After the Toronto Public Library system was asked to ban the Dr. Seuss classic, Hop on Pop, because it apparently promotes violence against fathers, CBC Ottawa decided to ask the Ottawa Public Library if it's had any requests to remove books. 

Hop on Pop

A request to the Toronto Public Library asked them to remove the Dr. Seuss book, Hop on Pop, alleging it promoted violence against fathers.

While there's nothing quite as outlandish as banning Hop on Pop, the list offers a window into what some people find offensive. And you may, or may not agree.
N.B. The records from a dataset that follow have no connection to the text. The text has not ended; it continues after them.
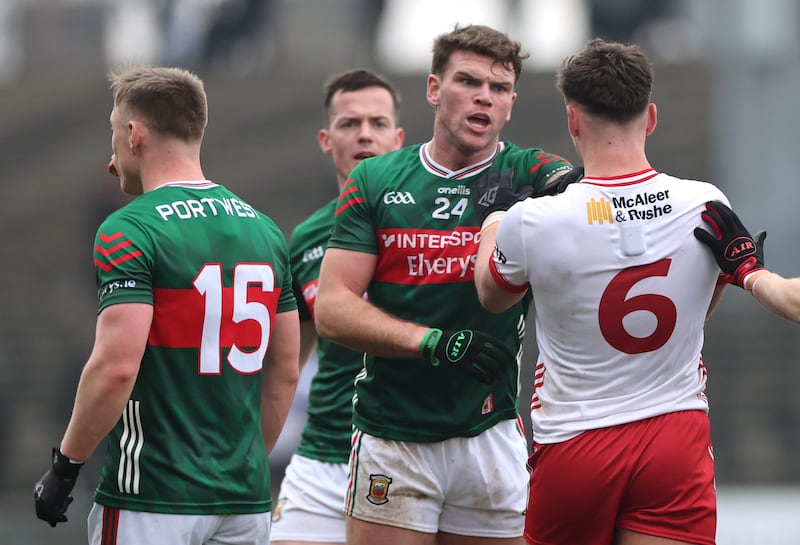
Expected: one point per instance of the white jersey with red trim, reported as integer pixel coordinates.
(621, 290)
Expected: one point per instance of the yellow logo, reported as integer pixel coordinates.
(378, 489)
(599, 211)
(276, 512)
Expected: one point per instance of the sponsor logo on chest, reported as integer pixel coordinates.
(641, 206)
(420, 256)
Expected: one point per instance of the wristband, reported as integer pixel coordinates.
(755, 281)
(492, 218)
(755, 275)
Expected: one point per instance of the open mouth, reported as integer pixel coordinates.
(479, 121)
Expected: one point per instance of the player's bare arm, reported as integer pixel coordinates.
(108, 377)
(492, 295)
(308, 341)
(345, 317)
(281, 375)
(777, 294)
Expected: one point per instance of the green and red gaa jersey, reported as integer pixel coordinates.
(216, 272)
(418, 218)
(326, 435)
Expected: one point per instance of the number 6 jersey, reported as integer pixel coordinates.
(621, 289)
(216, 272)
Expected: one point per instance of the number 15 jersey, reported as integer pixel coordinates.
(621, 289)
(216, 272)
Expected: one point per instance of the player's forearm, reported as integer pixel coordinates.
(276, 400)
(352, 321)
(103, 391)
(778, 294)
(281, 375)
(308, 342)
(492, 296)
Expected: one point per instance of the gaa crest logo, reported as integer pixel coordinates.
(740, 247)
(378, 489)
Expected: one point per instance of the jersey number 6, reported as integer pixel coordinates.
(614, 306)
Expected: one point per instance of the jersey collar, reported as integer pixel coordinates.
(434, 168)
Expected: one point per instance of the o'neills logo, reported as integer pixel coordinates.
(412, 256)
(378, 489)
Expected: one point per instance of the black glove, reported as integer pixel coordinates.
(737, 253)
(558, 185)
(495, 192)
(51, 493)
(477, 354)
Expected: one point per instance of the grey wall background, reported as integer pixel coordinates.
(724, 116)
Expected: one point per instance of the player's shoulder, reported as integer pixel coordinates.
(692, 188)
(372, 167)
(534, 162)
(318, 222)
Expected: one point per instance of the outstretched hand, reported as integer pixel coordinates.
(51, 494)
(737, 253)
(495, 192)
(481, 356)
(558, 185)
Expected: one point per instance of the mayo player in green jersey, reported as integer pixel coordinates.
(438, 450)
(195, 361)
(361, 122)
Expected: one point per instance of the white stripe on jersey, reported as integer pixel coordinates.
(621, 289)
(130, 448)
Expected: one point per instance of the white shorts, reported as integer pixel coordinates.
(310, 504)
(121, 527)
(471, 486)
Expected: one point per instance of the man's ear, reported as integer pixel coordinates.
(573, 123)
(324, 139)
(434, 86)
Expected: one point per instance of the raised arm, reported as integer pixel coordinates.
(344, 316)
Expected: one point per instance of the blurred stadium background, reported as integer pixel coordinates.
(728, 73)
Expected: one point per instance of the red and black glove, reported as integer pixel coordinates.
(738, 254)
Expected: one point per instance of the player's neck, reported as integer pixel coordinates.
(163, 170)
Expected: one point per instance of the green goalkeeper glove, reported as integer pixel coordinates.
(481, 356)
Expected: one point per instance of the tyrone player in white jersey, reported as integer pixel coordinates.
(622, 449)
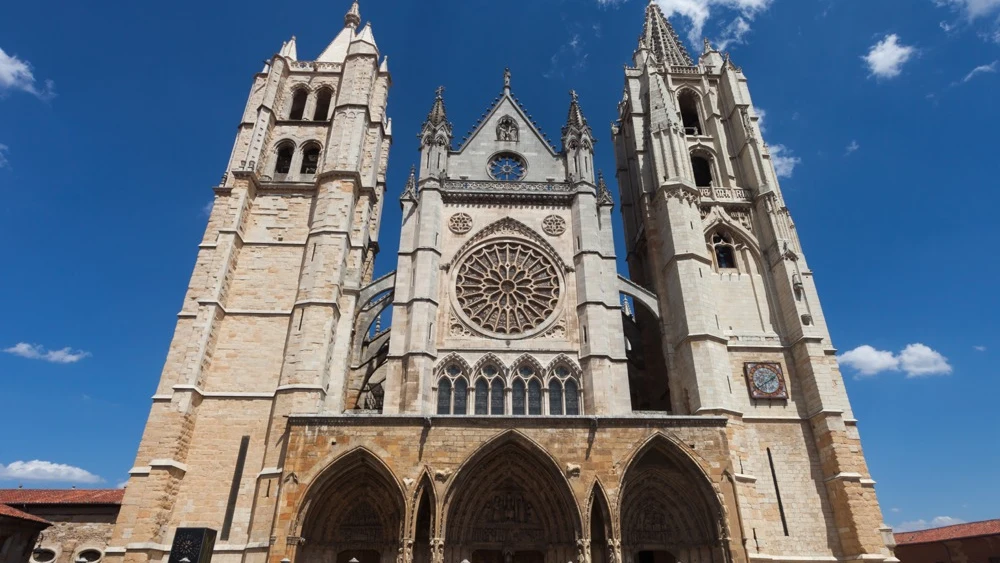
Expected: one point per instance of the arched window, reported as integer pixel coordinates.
(572, 398)
(555, 397)
(496, 397)
(725, 251)
(284, 158)
(461, 396)
(444, 396)
(534, 397)
(702, 171)
(323, 104)
(482, 396)
(310, 159)
(688, 102)
(517, 397)
(298, 104)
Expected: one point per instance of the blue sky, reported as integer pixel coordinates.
(116, 118)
There were 11 requests, including two for the DVD, Killer Joe. Here are the 10 books or DVDs that sparked at least one upset reader or viewer.
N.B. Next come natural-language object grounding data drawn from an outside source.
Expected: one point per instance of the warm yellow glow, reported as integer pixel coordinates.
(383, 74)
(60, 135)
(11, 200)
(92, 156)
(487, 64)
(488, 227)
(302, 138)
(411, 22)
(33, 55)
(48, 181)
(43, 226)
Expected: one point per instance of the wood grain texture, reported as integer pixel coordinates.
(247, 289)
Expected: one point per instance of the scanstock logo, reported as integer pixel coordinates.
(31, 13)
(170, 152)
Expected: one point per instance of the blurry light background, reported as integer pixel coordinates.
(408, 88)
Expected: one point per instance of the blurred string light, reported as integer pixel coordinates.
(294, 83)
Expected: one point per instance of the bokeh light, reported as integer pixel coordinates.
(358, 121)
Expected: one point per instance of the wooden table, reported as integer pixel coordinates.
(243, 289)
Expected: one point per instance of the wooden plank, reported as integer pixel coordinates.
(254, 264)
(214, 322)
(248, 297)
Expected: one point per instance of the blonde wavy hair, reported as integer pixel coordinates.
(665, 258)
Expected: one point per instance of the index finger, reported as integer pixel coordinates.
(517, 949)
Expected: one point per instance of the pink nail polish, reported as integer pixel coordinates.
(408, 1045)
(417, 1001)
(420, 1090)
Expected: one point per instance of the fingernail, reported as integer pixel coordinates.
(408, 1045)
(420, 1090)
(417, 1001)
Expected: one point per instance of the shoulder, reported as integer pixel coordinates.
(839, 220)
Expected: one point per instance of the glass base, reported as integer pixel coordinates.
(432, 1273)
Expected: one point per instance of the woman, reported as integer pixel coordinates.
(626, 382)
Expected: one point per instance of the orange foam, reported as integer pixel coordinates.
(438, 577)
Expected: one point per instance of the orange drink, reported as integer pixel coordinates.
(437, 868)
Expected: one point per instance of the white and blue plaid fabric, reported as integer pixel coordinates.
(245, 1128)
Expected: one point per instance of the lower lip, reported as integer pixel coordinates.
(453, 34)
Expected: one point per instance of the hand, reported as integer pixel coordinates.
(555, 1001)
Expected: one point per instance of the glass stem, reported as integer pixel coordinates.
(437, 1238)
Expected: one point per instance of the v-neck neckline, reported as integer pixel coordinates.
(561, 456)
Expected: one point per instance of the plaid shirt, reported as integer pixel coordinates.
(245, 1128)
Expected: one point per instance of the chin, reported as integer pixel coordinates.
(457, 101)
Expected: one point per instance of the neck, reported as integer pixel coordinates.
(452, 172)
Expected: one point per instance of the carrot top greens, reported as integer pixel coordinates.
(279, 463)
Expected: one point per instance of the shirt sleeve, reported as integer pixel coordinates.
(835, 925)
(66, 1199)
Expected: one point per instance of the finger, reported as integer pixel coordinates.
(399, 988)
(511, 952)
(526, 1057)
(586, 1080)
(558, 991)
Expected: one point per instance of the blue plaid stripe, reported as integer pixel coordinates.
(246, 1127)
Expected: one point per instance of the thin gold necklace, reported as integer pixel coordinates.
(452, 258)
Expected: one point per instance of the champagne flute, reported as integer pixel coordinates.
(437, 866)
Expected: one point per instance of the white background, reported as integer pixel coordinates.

The Ottawa Public Library elected not to remove 10 of the 11 requests:

  1. Someone thought the history of Halloween was connected to the devil in a booklet called The Facts on Halloween, and the booklet allegedly had a "pro-religious bias." The library did not remove the booklet.
  2. Someone objected to the tone of The Natural Family: A Manifesto, arguing the 2007 book is written from a traditionalist point of view. The library did not remove the book.
  3. Someone thought a book on history and geography written in Arabic is religiously and politically incorrect. The library did not remove the book.
  4. Someone thought the children's book, Je déteste l'école, contains pictures too scary for the intended age group. The library did not remove the book.
  5. Someone thought the e-book, Snowbound in Nowhere, contains explicit text about a homosexual relationship that's too graphic for the intended audience. A warning for graphic sexual content was requested. The library did not remove the e-book.
  6. Two complainants thought the DVD, Killer Joe, starring Matthew McConaughey, should have a rating change or a graphic content warning because of scenes of violence and explicit sex. The library did not remove the DVD.
  7. Someone thought the DVD, Favourite Game, based on a Leonard Cohen novel, should be banned because of scenes of what the viewer described as child pornography. The library did not remove the DVD.
  8. Someone thought the rating for the DVD, Compliance, should be changed because of a scene where a teenage girl is asked to undress for a strip search. The library did not remove the DVD.
  9. Someone objected to the book, What is Marriage?: Man and Woman: A defense​, objecting to the tone of the book and indicating it was written from a traditionalist viewpoint​. The book was not removed.
  10. Someone thought the DVD, Hey, Hey It's Esther Blueburger, should not be in the children's section because it's about a girl who escapes from her Bat Mitvah party and is therefore not age appropriate. In this case, the library relocated the DVD in another section.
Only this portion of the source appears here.